Skip site navigation (1)Skip section navigation (2)
Date:      Sun, 16 Jun 1996 12:47:40 +1000
From:      Bruce Evans <bde@zeta.org.au>
To:        nate@sri.MT.net, wollman@lcs.mit.edu
Cc:        current@FreeBSD.org
Subject:   Re: NTP gurus
Message-ID:  <199606160247.MAA01710@godzilla.zeta.org.au>

next in thread | raw e-mail | index | archive | help
>The difference between the nominal and measured frequency of the timer
                                                 period
>(as determined by Bruce's code) is about 10 ns in the period of the
>oscillator (which is about 838.1 us); by my calculation, this could
>account for about one second per day.

The oscillator period is actually about 838.1 ns.  The difference needs
to be 10/1000 ns to be consistent with this and a drift of 1 second/day.

On one of my systems, the difference between the periods is about 64 times
as large - far too large.  The (rtc) reference clock seems to be accurate
to 1 second per day or better, so using the measured frequency reduces the
drift from about 64 seconds/day to only a few seconds/day.
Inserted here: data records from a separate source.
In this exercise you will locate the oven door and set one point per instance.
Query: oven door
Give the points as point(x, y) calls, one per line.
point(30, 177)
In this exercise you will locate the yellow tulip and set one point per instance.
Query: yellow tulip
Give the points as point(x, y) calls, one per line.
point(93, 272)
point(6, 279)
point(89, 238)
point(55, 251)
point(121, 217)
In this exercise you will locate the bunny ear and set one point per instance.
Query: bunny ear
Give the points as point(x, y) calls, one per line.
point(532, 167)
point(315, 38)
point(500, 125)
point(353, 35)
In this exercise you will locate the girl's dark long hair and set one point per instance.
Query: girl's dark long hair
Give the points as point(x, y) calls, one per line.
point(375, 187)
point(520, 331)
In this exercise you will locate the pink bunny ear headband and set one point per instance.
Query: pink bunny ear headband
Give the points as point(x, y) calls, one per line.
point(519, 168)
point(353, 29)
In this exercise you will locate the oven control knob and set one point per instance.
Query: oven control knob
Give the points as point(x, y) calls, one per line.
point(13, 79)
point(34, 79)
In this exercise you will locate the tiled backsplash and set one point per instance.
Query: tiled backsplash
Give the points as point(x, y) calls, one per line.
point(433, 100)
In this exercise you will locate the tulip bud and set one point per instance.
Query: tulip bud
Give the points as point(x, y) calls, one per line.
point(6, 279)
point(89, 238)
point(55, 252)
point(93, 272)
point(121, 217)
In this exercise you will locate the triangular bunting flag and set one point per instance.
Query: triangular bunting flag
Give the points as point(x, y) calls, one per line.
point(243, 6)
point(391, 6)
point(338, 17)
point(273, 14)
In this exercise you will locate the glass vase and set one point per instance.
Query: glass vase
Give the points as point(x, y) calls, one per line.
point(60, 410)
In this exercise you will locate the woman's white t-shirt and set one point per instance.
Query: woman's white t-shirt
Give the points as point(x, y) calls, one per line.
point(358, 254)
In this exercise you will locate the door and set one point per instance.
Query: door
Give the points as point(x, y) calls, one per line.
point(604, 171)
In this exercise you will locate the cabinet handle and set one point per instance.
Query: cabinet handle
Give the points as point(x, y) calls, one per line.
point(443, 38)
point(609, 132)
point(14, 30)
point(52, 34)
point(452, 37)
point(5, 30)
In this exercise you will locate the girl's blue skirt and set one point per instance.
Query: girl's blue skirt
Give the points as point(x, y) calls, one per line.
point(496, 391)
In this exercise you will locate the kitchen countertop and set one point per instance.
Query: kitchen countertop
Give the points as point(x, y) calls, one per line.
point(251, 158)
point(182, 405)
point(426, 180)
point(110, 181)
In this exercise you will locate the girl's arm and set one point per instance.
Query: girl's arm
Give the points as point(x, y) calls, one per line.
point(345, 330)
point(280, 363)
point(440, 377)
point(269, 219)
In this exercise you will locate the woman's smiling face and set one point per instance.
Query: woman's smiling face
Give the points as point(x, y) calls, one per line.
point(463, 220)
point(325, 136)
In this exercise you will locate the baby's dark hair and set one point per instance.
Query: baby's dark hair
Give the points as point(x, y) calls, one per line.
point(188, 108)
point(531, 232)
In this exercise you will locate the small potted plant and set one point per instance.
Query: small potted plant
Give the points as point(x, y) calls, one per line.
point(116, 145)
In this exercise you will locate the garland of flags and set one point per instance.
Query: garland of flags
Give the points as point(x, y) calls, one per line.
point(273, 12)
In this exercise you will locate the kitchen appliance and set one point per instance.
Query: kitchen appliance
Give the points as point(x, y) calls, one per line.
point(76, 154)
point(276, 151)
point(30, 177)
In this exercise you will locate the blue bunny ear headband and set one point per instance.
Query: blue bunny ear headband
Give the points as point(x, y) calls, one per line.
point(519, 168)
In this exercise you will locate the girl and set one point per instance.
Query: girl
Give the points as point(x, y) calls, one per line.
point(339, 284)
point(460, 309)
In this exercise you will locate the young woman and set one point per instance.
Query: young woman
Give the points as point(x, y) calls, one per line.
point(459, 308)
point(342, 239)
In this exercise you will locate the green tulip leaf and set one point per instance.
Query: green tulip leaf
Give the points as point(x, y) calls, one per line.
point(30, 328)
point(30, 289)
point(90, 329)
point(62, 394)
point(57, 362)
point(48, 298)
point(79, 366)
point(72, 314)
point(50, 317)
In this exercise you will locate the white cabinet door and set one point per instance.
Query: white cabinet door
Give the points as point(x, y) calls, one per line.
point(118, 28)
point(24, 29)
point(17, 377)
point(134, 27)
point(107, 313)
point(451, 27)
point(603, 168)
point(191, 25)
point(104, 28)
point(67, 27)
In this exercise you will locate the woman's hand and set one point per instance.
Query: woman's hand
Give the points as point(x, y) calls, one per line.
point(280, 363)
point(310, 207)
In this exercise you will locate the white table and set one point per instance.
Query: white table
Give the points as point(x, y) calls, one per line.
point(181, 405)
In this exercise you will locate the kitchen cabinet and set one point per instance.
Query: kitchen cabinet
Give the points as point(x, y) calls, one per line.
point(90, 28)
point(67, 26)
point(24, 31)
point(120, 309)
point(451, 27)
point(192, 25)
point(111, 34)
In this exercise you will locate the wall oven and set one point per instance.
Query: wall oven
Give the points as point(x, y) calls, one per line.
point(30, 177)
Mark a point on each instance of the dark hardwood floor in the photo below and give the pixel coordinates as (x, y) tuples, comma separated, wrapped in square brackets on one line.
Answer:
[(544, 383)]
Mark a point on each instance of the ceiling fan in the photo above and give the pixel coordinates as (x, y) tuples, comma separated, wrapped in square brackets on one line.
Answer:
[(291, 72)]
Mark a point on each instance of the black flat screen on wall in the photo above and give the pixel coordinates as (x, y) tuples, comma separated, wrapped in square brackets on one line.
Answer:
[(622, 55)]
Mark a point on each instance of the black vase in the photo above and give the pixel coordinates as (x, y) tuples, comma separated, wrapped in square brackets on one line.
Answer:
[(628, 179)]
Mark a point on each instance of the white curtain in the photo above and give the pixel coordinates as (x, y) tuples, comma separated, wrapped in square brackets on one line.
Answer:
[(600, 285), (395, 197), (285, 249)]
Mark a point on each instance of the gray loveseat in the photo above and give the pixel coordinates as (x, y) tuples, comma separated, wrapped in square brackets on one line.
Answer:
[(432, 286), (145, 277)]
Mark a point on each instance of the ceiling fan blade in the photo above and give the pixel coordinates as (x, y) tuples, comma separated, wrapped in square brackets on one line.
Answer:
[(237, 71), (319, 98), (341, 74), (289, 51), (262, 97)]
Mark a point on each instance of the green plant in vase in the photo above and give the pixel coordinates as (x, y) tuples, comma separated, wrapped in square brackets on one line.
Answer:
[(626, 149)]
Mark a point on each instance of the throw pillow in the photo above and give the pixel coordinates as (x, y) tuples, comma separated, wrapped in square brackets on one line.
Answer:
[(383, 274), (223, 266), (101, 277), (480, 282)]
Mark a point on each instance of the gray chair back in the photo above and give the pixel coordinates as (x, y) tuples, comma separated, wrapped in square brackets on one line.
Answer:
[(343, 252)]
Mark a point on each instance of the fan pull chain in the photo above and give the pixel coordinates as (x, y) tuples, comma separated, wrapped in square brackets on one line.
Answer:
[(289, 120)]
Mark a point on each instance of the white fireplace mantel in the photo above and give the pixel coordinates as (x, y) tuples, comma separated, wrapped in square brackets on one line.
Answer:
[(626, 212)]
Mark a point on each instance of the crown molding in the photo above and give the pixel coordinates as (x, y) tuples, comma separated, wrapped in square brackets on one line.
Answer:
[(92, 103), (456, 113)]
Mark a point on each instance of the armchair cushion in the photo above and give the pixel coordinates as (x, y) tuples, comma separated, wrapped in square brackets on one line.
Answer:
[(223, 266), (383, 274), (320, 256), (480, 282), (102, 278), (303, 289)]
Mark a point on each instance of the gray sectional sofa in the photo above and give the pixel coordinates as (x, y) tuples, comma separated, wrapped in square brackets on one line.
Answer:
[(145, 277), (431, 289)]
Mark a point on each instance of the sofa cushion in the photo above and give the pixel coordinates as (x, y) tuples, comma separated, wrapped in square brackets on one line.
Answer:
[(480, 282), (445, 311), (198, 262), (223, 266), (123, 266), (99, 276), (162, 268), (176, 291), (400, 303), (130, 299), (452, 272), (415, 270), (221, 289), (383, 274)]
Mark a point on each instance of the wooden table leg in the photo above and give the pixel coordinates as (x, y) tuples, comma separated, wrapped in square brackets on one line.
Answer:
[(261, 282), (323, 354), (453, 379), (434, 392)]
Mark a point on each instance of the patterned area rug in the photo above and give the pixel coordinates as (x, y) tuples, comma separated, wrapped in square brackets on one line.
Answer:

>I suspect that there is enough
>hour-to-hour variation in the oscillator for this difference to make
>no matter.

I hope the hour-to-hour variation is quite small and the long term variation
is smaller.  However, the current code has a builtin rounding error of
between -0.5 and 0.5 parts per (timer_freq/hz), because the timer frequency
has to be converted to a maximum count of approximately (timer_freq/hz) and
the fractional part is discarded.  For the usual timer_freq and hz, this
translates to an error of up to 41 parts/million = 3.5 seconds/day.  1
second/day is already better than you should expect.  (You could expect
better if the nominal timer_freq is a multiple of hz, but it isn't.).